Open up the views/logout.js file and import the following:

  1. FRUser from the ForgeRock SDK
  2. useEffect and useContext from React
  3. useHistory from React Router
  4. AppContext from the global state module.
+ import { FRUser } from '@forgerock/javascript-sdk';
- import React from 'react';
+ import React, { useContext, useEffect } from 'react';
+ import { useHistory } from 'react-router-dom';

+ import { AppContext } from '../global-state';

@@ collapsed @@

Since logging out requires a network request, we need to wrap it in a useEffect and pass in a callback function with the following functionality:

@@ collapsed @@

  export default function Logout() {
+   const [_, { setAuthentication, setEmail, setUser }] = useContext(AppContext);
+   const history = useHistory();

+   useEffect(() => {
+     async function logout() {
+       try {
+         await FRUser.logout();

+         setAuthentication(false);
+         setEmail('');
+         setUser('');

+         history.push('/');
+       } catch (error) {
+         console.error(`Error: logout; ${err}`);
+       }
+     }
+     logout();
+   }, []);

    return <Loading classes="pt-5" message="You're being logged out ..." />;

Since we only want to call this method once, after the component mounts, we will pass in an empty array as a second argument for useEffect. After FRUser.logout completes, we just empty or falsify the global state to clean up and redirect back to the home page.

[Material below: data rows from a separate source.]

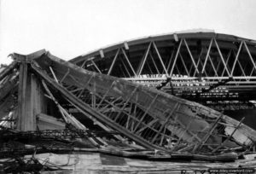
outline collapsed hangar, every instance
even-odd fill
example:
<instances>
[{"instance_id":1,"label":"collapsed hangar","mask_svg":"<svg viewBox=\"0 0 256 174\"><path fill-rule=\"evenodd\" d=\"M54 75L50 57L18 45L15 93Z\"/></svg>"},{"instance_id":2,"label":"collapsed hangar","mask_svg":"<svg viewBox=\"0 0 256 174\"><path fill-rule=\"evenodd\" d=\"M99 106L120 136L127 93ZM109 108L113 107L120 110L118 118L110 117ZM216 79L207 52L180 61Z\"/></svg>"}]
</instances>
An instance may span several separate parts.
<instances>
[{"instance_id":1,"label":"collapsed hangar","mask_svg":"<svg viewBox=\"0 0 256 174\"><path fill-rule=\"evenodd\" d=\"M127 41L70 61L234 115L256 128L255 41L189 31ZM237 114L238 113L238 114ZM251 114L252 113L252 114Z\"/></svg>"},{"instance_id":2,"label":"collapsed hangar","mask_svg":"<svg viewBox=\"0 0 256 174\"><path fill-rule=\"evenodd\" d=\"M0 74L1 153L11 164L1 166L46 172L74 165L96 173L125 171L129 160L138 165L134 172L143 172L148 161L152 172L184 168L179 164L173 171L173 160L190 161L185 167L195 165L192 171L224 166L212 161L241 165L238 158L253 154L255 130L243 124L245 115L237 121L216 110L254 108L254 45L234 36L189 32L125 42L70 62L45 50L12 54L14 62ZM58 155L83 159L86 153L108 156L96 160L99 166L84 160L69 168L49 165L63 163ZM104 166L113 156L126 163ZM191 160L207 162L198 168Z\"/></svg>"}]
</instances>

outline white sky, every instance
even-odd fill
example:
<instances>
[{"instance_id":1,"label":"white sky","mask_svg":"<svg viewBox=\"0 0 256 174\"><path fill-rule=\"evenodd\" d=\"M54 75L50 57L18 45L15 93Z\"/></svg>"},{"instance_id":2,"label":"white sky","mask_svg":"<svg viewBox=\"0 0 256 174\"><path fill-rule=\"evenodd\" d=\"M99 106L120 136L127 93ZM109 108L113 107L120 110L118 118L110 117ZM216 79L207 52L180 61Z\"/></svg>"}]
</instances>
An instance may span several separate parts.
<instances>
[{"instance_id":1,"label":"white sky","mask_svg":"<svg viewBox=\"0 0 256 174\"><path fill-rule=\"evenodd\" d=\"M255 0L0 0L0 63L46 49L69 60L108 44L206 28L256 39Z\"/></svg>"}]
</instances>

Once all the above is complete, return to your browser, empty the cache, storage and cache, and reload the page. You should now be able to login with the test user, navigate to the todos page, add and edit some todos, and logout by clicking the profile icon in the top-right and clicking “Sign Out”.

Logout page
Screenshot of logout page with spinner

Congratulations, you just built a ForgeRock protected app with React JS.